I'm not suggesting we give up on youth -- the elite status is a very good accomplishment and should help us push on. However anyone expecting this to be some cure-all will be bitterly disappointed. Villa have been twice as good at us (according to this) at developing youth and yet they are still Villa. So we could double our performance and be as good as ... Villa!

It's a piece of the puzzle no doubt. If you combine better youth with a superior player acquisition strategy (which we have had compared with most teams) it will help.

That said the youth market is a little bit more like the senior player market than most people want to admit. Barca do a great job no doubt but a lot is self-fulfilling -- the best players want to play there. Arsenal have purchased a lot of their "youth setup." They added approx. 50% to their score with secondary players -- we have 0 secondary players. They'd actually be below Villa (also zero secondary) without the secondary credit. Barca don't have a lot of secondary but they are getting pretty much first choice at everyone anyway and filling up their spots to the point they don't need to (can't?) go that route. The second tier of elite clubs (like Arsenal) get first choice at the players they all missed a few years ago and the third tier get (practically) none.

You have to develop (or purchase) players who are better than your existing players. If our players are mostly 5th-6th in the Prem players (with a few CL players) we need to develop CL players from our youth system and retain them. The players we sell (if we assume we will only sell non-CL talent level players) need to pay for CL talent if we want to get better. Otherwise we are just treading water by exchanging one average player for another average player (which is what all those "sell to buy" teams do every year and never get anywhere).

Even worse is when you exchange one elite player for multiple average players (we're better at transfers than most clubs but we've done this). We already have average players -- adding more doesn't help (aside from bench quality but that is more crisis prevention than progress). You could develop twenty average prem players and be near the top of that chart and never progress because they are all average. The club might make a tidy profit but that does its fans no good.

Elite status will improve us but without good management at every level it means you can very easily waste whatever advantage (which is likely smaller than people think) it provides.
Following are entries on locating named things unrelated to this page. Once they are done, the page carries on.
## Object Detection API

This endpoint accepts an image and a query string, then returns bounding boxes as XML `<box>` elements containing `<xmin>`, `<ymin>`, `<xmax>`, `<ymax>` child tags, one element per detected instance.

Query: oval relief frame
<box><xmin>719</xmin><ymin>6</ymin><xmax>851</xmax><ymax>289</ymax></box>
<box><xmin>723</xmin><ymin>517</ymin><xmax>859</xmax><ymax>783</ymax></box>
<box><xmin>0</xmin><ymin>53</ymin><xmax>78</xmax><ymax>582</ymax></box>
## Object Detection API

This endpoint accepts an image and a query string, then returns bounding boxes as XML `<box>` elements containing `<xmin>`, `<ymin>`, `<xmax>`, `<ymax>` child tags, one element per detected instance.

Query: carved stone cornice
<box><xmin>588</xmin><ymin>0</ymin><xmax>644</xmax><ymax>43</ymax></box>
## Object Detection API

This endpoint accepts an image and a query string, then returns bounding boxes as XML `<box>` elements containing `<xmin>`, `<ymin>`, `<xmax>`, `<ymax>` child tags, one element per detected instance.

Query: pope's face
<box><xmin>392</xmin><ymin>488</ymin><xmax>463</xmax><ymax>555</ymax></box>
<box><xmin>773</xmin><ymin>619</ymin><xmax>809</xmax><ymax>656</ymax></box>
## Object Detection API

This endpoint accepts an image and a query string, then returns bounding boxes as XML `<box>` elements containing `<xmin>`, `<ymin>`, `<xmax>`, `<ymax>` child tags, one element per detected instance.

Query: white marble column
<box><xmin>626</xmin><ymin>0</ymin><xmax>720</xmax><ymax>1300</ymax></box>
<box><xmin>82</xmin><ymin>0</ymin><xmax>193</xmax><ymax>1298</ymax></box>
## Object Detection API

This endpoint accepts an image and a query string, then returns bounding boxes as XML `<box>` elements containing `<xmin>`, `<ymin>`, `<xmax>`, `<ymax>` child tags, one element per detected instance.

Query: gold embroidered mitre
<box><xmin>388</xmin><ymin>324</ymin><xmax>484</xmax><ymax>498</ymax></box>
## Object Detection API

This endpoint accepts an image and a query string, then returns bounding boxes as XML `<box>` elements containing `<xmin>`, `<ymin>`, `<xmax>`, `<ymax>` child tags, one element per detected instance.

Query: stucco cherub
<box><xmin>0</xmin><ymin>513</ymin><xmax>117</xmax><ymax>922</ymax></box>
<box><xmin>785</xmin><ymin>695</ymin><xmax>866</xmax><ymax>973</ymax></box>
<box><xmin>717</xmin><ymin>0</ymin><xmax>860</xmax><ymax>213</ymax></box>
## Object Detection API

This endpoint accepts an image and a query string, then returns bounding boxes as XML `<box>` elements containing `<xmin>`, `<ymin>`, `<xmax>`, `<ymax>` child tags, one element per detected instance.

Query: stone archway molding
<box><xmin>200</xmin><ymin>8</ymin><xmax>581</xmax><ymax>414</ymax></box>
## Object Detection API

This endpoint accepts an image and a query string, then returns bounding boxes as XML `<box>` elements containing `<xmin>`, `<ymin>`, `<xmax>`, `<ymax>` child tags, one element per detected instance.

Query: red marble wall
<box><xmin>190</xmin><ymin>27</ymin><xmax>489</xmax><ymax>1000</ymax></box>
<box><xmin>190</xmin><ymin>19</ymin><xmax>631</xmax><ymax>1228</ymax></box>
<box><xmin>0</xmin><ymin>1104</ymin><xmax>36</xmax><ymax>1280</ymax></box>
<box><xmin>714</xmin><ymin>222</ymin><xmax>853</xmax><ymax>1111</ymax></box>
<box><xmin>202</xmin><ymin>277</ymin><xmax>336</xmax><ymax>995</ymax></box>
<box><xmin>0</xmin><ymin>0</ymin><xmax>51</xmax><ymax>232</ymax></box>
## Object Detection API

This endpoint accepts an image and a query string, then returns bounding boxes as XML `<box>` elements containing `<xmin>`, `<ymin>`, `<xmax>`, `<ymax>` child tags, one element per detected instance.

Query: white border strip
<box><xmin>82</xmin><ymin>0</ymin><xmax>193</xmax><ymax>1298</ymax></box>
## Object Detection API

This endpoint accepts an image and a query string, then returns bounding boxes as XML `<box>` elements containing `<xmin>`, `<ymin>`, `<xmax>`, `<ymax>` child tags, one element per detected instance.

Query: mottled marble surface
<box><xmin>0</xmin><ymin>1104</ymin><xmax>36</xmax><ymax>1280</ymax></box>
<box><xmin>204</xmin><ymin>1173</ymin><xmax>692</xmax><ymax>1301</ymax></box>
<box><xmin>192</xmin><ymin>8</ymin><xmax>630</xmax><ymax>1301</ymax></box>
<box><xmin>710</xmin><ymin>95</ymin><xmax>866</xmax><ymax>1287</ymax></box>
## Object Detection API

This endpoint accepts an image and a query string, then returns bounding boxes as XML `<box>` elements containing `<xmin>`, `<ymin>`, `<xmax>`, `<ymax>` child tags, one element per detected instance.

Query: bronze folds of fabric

If you're lucky enough to develop a great player you also have to retain them -- selling elite players to buy average players is failure and prevents progress. Sounds obvious but every team above us on that list (and us) do it every single year. Quality not quantity is the key.
 
I do think a lot of these things are cyclicle. The last Everton team to win the FA Youth Cup contained many players who went on to have good careers in the game: Hibbert, Osman, Dunne (many international caps) and Jeffers probably the highest profile but the likes of Jevons, Cadamateri and a few others are still hanging about the lower leagues. Ball was part of that crew also but was around the first team.
We have brought the likes of Rooney and Rodwell through but Colin Harvey was an inspirational youth coach and along with scouts like Ray Hall and Mick Doherty they are a tough act to follow.